Olga Uryupina (University of Trento, Italy), Massimo Poesio (University of Trento, Italy & University of Essex, UK), Claudio Giuliano (University of Trento, Italy & Fondazione Bruno Kessler, Italy) and Kateryna Tymoshenko (University of Trento, Italy & Fondazione Bruno Kessler, Italy)
DOI: 10.4018/978-1-61350-447-5.ch013
The authors investigate two publicly available Web knowledge bases, Wikipedia and Yago, in an attempt to leverage semantic information and increase the performance level of a state-of-the-art coreference resolution engine. They extract semantic compatibility and aliasing information from Wikipedia and Yago, and incorporate it into a coreference resolution system. The authors show that using such knowledge with no disambiguation and filtering does not bring any improvement over the baseline, mirroring the previous findings (Ponzetto & Poesio, 2009). They propose, therefore, a number of solutions to reduce the amount of noise coming from Web resources: using disambiguation tools for Wikipedia, pruning Yago to eliminate the most generic categories and imposing additional constraints on affected mentions. The evaluation experiments on the ACE-02 corpus show that the knowledge, extracted from Wikipedia and Yago, improves the system’s performance by 2-3 percentage points.

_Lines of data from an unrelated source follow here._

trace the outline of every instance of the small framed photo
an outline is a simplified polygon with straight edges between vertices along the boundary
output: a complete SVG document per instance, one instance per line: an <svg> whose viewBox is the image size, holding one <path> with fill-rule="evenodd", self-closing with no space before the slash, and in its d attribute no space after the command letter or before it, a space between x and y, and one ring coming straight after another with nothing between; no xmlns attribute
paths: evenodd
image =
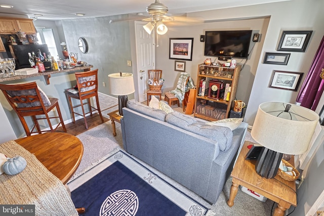
<svg viewBox="0 0 324 216"><path fill-rule="evenodd" d="M192 60L193 38L170 38L170 59Z"/></svg>
<svg viewBox="0 0 324 216"><path fill-rule="evenodd" d="M183 61L174 61L174 70L186 72L186 62Z"/></svg>
<svg viewBox="0 0 324 216"><path fill-rule="evenodd" d="M269 87L297 91L303 73L274 70Z"/></svg>
<svg viewBox="0 0 324 216"><path fill-rule="evenodd" d="M313 31L284 31L277 51L304 53Z"/></svg>
<svg viewBox="0 0 324 216"><path fill-rule="evenodd" d="M290 53L265 53L263 64L287 65Z"/></svg>
<svg viewBox="0 0 324 216"><path fill-rule="evenodd" d="M318 115L319 115L319 123L321 125L324 125L324 106L322 107Z"/></svg>

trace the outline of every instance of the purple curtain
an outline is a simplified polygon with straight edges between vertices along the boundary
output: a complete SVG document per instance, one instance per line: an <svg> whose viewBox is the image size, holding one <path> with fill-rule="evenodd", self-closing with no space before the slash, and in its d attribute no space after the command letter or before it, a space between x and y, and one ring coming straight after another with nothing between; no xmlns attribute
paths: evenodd
<svg viewBox="0 0 324 216"><path fill-rule="evenodd" d="M324 90L324 80L319 77L324 68L324 37L304 80L296 101L300 105L315 110Z"/></svg>

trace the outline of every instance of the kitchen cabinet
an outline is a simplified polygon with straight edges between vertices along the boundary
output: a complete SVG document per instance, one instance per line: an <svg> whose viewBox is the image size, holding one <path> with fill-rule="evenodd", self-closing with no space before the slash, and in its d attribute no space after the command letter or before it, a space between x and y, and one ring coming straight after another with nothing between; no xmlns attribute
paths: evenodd
<svg viewBox="0 0 324 216"><path fill-rule="evenodd" d="M198 66L194 115L209 121L227 118L233 106L241 66Z"/></svg>
<svg viewBox="0 0 324 216"><path fill-rule="evenodd" d="M18 30L18 24L15 19L0 18L0 33L16 34Z"/></svg>
<svg viewBox="0 0 324 216"><path fill-rule="evenodd" d="M0 34L17 34L18 31L26 34L36 33L36 29L32 19L12 18L0 18Z"/></svg>

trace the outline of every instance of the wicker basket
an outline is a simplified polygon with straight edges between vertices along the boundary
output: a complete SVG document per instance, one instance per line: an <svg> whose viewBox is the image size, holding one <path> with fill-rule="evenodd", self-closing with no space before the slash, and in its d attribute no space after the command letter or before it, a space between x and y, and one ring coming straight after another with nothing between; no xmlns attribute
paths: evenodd
<svg viewBox="0 0 324 216"><path fill-rule="evenodd" d="M152 85L148 84L148 87L150 88L150 90L154 91L156 92L161 91L161 88L162 88L162 85Z"/></svg>
<svg viewBox="0 0 324 216"><path fill-rule="evenodd" d="M285 179L285 180L287 180L289 182L292 182L298 179L298 177L299 177L299 176L300 176L299 172L298 171L298 170L297 170L294 166L293 166L292 164L291 164L290 163L289 163L288 162L286 161L284 159L282 159L281 160L282 161L282 163L284 163L284 165L287 166L291 166L293 167L293 170L295 171L295 172L296 173L296 176L293 176L289 175L288 174L286 174L285 172L281 170L280 168L278 169L277 174L279 176L280 176L280 177L282 179Z"/></svg>

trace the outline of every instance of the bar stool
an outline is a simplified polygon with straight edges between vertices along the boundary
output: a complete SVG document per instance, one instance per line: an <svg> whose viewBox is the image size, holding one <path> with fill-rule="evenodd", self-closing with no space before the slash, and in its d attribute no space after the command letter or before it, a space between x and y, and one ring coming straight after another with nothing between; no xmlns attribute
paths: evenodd
<svg viewBox="0 0 324 216"><path fill-rule="evenodd" d="M48 98L42 90L37 87L36 82L16 84L0 84L0 89L13 109L16 111L26 136L32 134L42 134L43 132L55 132L60 124L65 132L65 125L62 118L59 106L58 99ZM50 117L49 113L56 108L58 116ZM44 116L37 117L40 115ZM34 122L31 129L26 122L25 117L31 116ZM59 122L53 128L51 119L59 118ZM47 119L50 129L40 129L38 120ZM34 131L34 130L35 129Z"/></svg>
<svg viewBox="0 0 324 216"><path fill-rule="evenodd" d="M86 128L88 129L88 123L86 118L86 115L90 113L90 115L92 115L92 112L98 111L100 118L102 122L104 122L100 107L99 106L99 100L98 97L98 69L82 72L80 73L75 73L75 77L76 78L76 85L78 91L78 94L73 94L67 91L65 91L65 94L67 96L70 108L72 112L72 117L73 122L75 123L75 118L74 114L83 116L85 120L85 124ZM91 106L90 103L90 98L95 97L96 99L96 103L97 108ZM74 98L80 101L80 104L73 106L71 98ZM83 100L87 100L86 103L84 103ZM88 104L89 112L85 112L85 108L84 105ZM80 114L74 112L74 109L76 107L81 107L83 114Z"/></svg>

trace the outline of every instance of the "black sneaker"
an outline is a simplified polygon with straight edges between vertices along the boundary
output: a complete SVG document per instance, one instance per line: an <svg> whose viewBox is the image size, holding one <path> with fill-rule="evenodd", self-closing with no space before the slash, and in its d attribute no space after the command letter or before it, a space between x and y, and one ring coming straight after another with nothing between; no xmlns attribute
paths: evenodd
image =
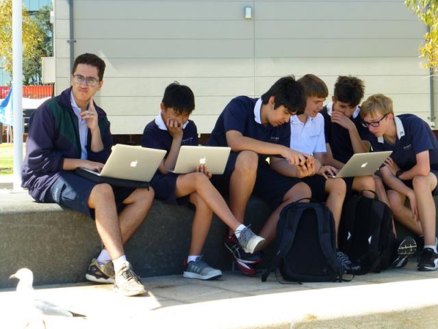
<svg viewBox="0 0 438 329"><path fill-rule="evenodd" d="M405 236L398 244L397 256L394 260L391 267L395 269L403 267L408 263L408 258L417 251L417 243L411 236Z"/></svg>
<svg viewBox="0 0 438 329"><path fill-rule="evenodd" d="M229 236L228 232L225 234L224 244L225 247L229 252L230 252L233 258L236 260L239 260L240 263L257 264L262 260L261 254L259 252L254 254L245 252L239 244L235 235L233 234L231 236Z"/></svg>
<svg viewBox="0 0 438 329"><path fill-rule="evenodd" d="M346 273L359 273L361 271L361 265L350 260L350 258L346 254L337 251L336 252L336 258Z"/></svg>
<svg viewBox="0 0 438 329"><path fill-rule="evenodd" d="M418 271L435 271L438 269L438 254L432 248L424 248L417 265Z"/></svg>
<svg viewBox="0 0 438 329"><path fill-rule="evenodd" d="M114 267L112 262L101 265L96 258L91 260L85 278L98 283L114 283Z"/></svg>

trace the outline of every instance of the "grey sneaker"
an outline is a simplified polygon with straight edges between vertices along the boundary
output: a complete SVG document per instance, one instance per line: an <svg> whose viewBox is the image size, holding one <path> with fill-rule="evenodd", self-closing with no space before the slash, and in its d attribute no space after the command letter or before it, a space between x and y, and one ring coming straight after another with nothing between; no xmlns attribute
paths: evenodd
<svg viewBox="0 0 438 329"><path fill-rule="evenodd" d="M240 231L240 236L237 238L237 241L246 252L253 254L261 249L266 240L261 236L255 235L249 228L245 228Z"/></svg>
<svg viewBox="0 0 438 329"><path fill-rule="evenodd" d="M116 273L115 280L114 291L125 296L135 296L146 292L146 288L132 270L132 266L129 262L126 262Z"/></svg>
<svg viewBox="0 0 438 329"><path fill-rule="evenodd" d="M183 276L189 279L212 280L220 278L222 271L210 267L199 257L195 262L186 265Z"/></svg>

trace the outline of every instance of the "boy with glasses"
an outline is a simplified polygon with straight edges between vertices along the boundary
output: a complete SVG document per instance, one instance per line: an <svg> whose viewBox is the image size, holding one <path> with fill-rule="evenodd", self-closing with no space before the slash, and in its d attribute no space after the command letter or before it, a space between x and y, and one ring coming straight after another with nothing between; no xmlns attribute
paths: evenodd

Coreference is a complex phenomenon and therefore a robust and reliable approach to the problem should address numerous linguistic and common-sense aspects of the task. Previous studies have investigated possibilities for extracting such knowledge from WordNet (Harabagiu, Bunescu, & Maiorano, 2001, Huang, G., W., & A., 2009), Wikipedia (Ponzetto & Strube, 2006) or large text corpora (Haghighi & Klein, 2009, Bean & Riloff, 2004, Garera & Yarowsky, 2006, Yang & Su, 2007).

In the present study, we investigate possibilities of integrating information extracted from Wikipedia and Yago into a coreference resolution system. It has been shown that, even though at earlier stages web knowledge bases might be a source of valuable information (Ponzetto & Strube, 2006), the expansion of such resources inevitably leads to an increase in the amount of noise, making them hardly usable for our application (Ponzetto & Poesio, 2009).

The research line on Wikipedia related to our work is the automatic annotation of terms in a plain text with links to Wikipedia pages. In fact, it is a WSD task because its goal is to link a term in a sentence to the Wikipedia concept that best expresses its sense. Some well-known approaches to this task include (Csomai & Mihalcea, 2008) and (Milne & Witten, 2008). They perform the so-called wikification of the document, that is they first identify the main concepts in a text and then annotate them with links to Wikipedia pages.